For clarity, our results are focused on the perimeter of university hospitals. We have not covered the exhaustive healthcare landscape in France. CDW initiatives also exist in primary care, in smaller hospital groups and in private companies.

Conclusions

The French CDW ecosystem is beginning to take shape, benefiting from an acceleration thanks to national funding, the multiplication of industrial players specializing in health data and the beginning of a supra-national reflection on the European Health Data Space [ 60 ]. However, some points require special attention to ensure that the potential of the CDW translates into patient benefits.

The priority is the creation and perpetuation of multidisciplinary warehouse teams capable of operating the CDW and supporting the various projects. A combination of public health, data engineering, data stewardship, statistics, and IT competences is a prerequisite for the success of the CDW. The team should be the privileged point of contact for data exploitation issues and should collaborate closely with the existing hospital departments.

The constitution of a multilevel collaboration network is another priority. The local level is essential to structure the data and understand its possible uses. Interregional, national, and international coordination would make it possible to create thematic working groups in order to stimulate a dynamic of cooperation and mutualization.

A common data model should be encouraged, with precise metadata allowing to map the integrated data, in order to qualify the uses to be developed today from the CDWs. More broadly, open-source documentation of data flows and transformations performed for quality enhancement would require more incentives to unleash the potential for innovation for all health data reusers.

Finally, the question of expanding the scope of the data beyond the purely hospital domain must be asked. Many risk factors and patient follow-up data are missing from the CDWs, but are crucial for understanding pathologies. Combining city data and hospital data would provide a complete view of patient care.

Supporting information

S1 table. list of interviewed stakeholders with their teams..
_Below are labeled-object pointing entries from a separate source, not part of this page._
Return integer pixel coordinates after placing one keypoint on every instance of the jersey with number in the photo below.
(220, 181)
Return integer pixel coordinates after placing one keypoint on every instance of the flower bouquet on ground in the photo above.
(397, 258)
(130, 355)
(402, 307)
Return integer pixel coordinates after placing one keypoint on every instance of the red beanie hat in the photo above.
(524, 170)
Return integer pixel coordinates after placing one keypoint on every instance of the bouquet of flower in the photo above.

https://doi.org/10.1371/journal.pdig.0000298.s001

S2 Table. Interview form.

https://doi.org/10.1371/journal.pdig.0000298.s002

S1 Text. Study data tables.

https://doi.org/10.1371/journal.pdig.0000298.s003

Acknowledgments

We want to thanks all participants and experts interviewed for this study. We also want to thanks other people that proof read the manuscript for external review: Judith Fernandez (HAS), Pierre Liot (HAS), Bastien Guerry (Etalab), Aude-Marie Lalanne Berdouticq (Institut Santé numérique en Société), Albane Miron de L’Espinay (ministère de la Santé et de la Prévention), and Caroline Aguado (ministère de la Santé et de la Prévention). We also thank Gaël Varoquaux for his support and advice.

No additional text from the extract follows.